Donna was employed outside the home for a brief period after the marriage. Following the birth of their daughter, the parties were in agreement that Donna should leave the workforce and become the primary caretaker of their daughter and a full-time homemaker.
Donna initiated divorce proceedings in May, 2001, seeking an end to the marriage, custody of the parties’ minor child, support and alimony, and an equitable share of the marital estate. In his counterclaim, Craig sought enforcement of the parties’ agreement, custody of the minor child, and child support.
A judge of the Probate and Family Court conducted a bifurcated trial, first considering evidence on the issue of the validity and enforceability of the antenuptial agreement. He concluded that provisions relating to property were valid but that the waiver of alimony provision was unfair and unreasonable when made and therefore not valid. The matter then proceeded to a trial on the merits of the divorce. Under the divorce judgment, Craig was assigned his separate property; the [722]*722marital assets were apportioned between the parties.4 In addition, Donna was awarded child support in the amount of $500 per week and alimony in the amount of $1,000 per week. Craig appeals from the provisions of the judgment awarding alimony to Donna and providing for specified visitation between Craig and the minor child.

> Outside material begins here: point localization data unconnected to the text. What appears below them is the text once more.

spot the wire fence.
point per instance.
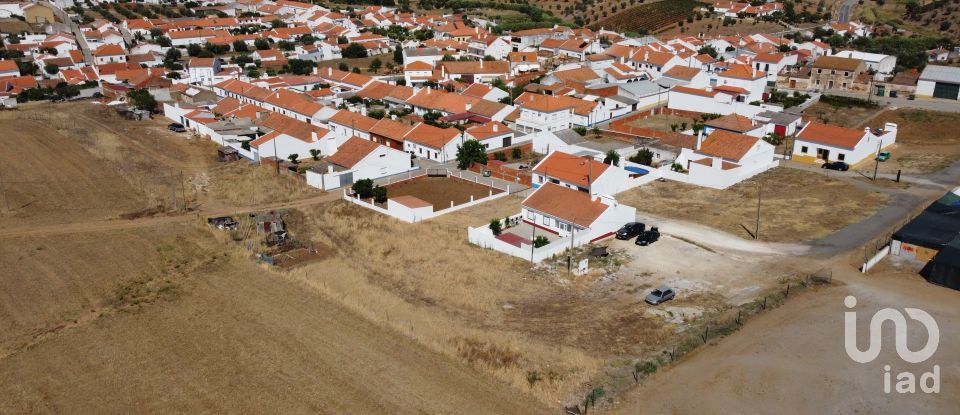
(730, 320)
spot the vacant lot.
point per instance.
(927, 141)
(796, 205)
(441, 191)
(852, 117)
(786, 356)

2. Discussion, (a) Visitation. Under the divorce judgment, the parties have joint legal and shared physical custody of the minor child, “although the child shall reside primarily with [Donna] during the school year.” The judgment includes detailed orders governing the times the child will spend with each parent and provides that during the school year, she is to reside with Craig from Sunday at 9:00 a.m. to Monday at 7:00 p.m.; during the summer, the period is extended to Tuesday at 9:00 p.m. Holidays and school vacation periods are likewise provided for. Describing this arrangement as a “minimal visitation arrangement,” Craig argues that the findings do not support the custodial arrangements ordered by the judge.
A trial court’s broad discretion to fashion an appropriate custody or visitation arrangement will not be disturbed on appeal unless clearly wrong. See Rolde v. Rolde, 12 Mass. App. Ct. 398, 391 (1981) (judge ruling on custody and visitation has opportunity to observe and appraise both parents; discretionary order awarding sole custody to wife was not “clearly wrong”). See also Youmans v. Ramos, 429 Mass. 774, 787 (1999) (best interests standard applicable to child custody arrangements is classic example of discretionary decision). As we discern no abuse of that discretion here, we affirm those portions of the judgment relating to the custodial arrangements of the child.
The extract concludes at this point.